The defendants [may make] a motion for summary judgment by which they seek to have your case dismissed. A motion for summary judgment under Rule 56 of the Federal Rules of Civil Procedure will, if granted, end your case. [¶] Rule 56 tells you what you must do in order to oppose a motion for summary judgment. Generally, summary judgment must be granted when there is no genuine issue of material fact -- that is, if there is no real dispute about any fact that would affect the result of your case, the party who asked for summary judgment is entitled to judgment as a matter of law, which will end your case. When a party you are suing makes a motion for summary judgment that is properly supported by declarations (or other sworn testimony), you cannot simply rely on what your complaint says. Instead, you must set out specific facts in declarations, depositions, answers to interrogatories, or authenticated documents, as provided in Rule 56(e), that contradict the facts shown in the defendants' declarations and documents and show that there is a genuine issue of material fact for trial. If you do not submit your own evidence in opposition, summary judgment, if appropriate, may be entered against
you. If summary judgment is granted, your case will be dismissed and there will be no trial.
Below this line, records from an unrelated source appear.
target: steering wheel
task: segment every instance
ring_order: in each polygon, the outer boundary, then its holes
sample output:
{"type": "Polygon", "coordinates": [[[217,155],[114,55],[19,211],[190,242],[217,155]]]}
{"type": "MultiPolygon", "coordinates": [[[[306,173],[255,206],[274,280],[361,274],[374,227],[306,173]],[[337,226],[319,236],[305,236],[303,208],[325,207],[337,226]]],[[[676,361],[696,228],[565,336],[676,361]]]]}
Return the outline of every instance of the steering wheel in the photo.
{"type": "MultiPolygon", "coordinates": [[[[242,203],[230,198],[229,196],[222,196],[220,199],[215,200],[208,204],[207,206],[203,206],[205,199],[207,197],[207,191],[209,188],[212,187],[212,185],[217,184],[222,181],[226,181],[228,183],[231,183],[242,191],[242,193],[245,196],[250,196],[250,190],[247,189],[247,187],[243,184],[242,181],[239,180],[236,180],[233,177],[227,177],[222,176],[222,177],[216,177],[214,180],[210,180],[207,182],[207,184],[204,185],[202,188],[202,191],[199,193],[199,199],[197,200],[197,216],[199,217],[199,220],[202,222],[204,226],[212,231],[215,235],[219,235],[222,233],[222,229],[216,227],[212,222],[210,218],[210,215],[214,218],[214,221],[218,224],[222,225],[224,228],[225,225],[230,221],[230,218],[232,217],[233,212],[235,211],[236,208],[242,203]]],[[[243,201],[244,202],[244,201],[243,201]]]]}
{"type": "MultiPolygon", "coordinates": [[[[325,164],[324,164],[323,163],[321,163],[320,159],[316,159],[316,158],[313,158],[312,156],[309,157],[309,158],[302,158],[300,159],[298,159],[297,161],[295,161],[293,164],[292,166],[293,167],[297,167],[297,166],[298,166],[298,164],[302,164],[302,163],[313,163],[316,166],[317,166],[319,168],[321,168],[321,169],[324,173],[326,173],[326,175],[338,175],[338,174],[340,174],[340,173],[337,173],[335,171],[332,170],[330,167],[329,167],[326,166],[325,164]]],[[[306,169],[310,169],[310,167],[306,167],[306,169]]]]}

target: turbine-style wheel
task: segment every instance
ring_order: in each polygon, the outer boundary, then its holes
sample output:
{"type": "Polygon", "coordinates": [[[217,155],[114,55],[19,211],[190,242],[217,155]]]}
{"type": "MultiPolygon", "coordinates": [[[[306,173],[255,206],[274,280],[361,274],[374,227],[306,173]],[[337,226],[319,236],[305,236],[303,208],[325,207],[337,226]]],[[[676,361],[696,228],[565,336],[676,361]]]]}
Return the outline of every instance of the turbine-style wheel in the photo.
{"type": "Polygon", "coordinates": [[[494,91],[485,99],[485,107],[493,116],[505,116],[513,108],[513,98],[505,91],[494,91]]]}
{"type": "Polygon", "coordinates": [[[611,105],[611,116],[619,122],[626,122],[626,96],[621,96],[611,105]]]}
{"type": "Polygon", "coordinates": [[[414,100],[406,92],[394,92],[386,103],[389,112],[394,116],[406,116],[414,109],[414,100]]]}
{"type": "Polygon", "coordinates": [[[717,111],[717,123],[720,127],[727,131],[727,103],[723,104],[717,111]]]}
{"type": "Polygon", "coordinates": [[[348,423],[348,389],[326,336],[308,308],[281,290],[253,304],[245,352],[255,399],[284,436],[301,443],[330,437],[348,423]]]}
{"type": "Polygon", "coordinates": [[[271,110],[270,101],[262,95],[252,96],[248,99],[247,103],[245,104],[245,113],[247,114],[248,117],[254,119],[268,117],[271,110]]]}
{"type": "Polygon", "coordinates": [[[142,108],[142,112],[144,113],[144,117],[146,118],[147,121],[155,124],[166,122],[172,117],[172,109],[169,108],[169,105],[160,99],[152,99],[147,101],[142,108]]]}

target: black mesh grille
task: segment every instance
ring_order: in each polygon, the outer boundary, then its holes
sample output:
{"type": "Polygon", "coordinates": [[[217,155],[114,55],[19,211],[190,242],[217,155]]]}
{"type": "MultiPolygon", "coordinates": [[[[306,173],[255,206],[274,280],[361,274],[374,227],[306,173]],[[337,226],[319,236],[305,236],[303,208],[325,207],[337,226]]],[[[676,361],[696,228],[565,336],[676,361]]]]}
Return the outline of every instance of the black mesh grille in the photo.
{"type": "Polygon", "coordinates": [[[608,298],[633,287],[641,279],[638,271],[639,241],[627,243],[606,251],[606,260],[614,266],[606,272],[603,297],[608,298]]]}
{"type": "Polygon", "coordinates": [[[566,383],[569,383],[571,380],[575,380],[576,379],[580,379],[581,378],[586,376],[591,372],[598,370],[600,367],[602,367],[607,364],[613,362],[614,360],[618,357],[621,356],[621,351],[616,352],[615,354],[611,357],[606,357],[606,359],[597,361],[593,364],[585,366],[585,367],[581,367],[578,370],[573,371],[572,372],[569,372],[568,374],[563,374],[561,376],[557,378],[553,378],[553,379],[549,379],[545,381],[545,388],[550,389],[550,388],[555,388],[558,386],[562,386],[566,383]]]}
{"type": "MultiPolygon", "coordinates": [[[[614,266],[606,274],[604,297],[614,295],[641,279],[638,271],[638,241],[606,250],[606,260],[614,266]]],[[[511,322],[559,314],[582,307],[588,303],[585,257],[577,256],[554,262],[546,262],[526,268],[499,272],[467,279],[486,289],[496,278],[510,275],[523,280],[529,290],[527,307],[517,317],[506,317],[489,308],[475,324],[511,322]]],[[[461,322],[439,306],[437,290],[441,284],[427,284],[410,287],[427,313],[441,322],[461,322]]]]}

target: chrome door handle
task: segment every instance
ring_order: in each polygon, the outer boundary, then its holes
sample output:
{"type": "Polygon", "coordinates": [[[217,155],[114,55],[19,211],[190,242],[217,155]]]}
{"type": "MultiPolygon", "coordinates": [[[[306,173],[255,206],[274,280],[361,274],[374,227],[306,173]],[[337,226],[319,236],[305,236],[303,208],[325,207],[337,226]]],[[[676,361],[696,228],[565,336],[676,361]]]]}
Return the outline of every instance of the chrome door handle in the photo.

Rand v. Rowland, 154 F.3d 952, 962-63 (9th Cir. 1998). If a defendant files a motion for summary judgment for failure to exhaust administrative remedies, he or she is seeking to have the case dismissed. A plaintiff faced with such a motion can oppose it using the same methods as described above for other summary judgment motions. As with other defense summary judgment motions, if a motion for summary judgment for failure to exhaust administrative remedies is granted, the case will be dismissed and there will be no trial.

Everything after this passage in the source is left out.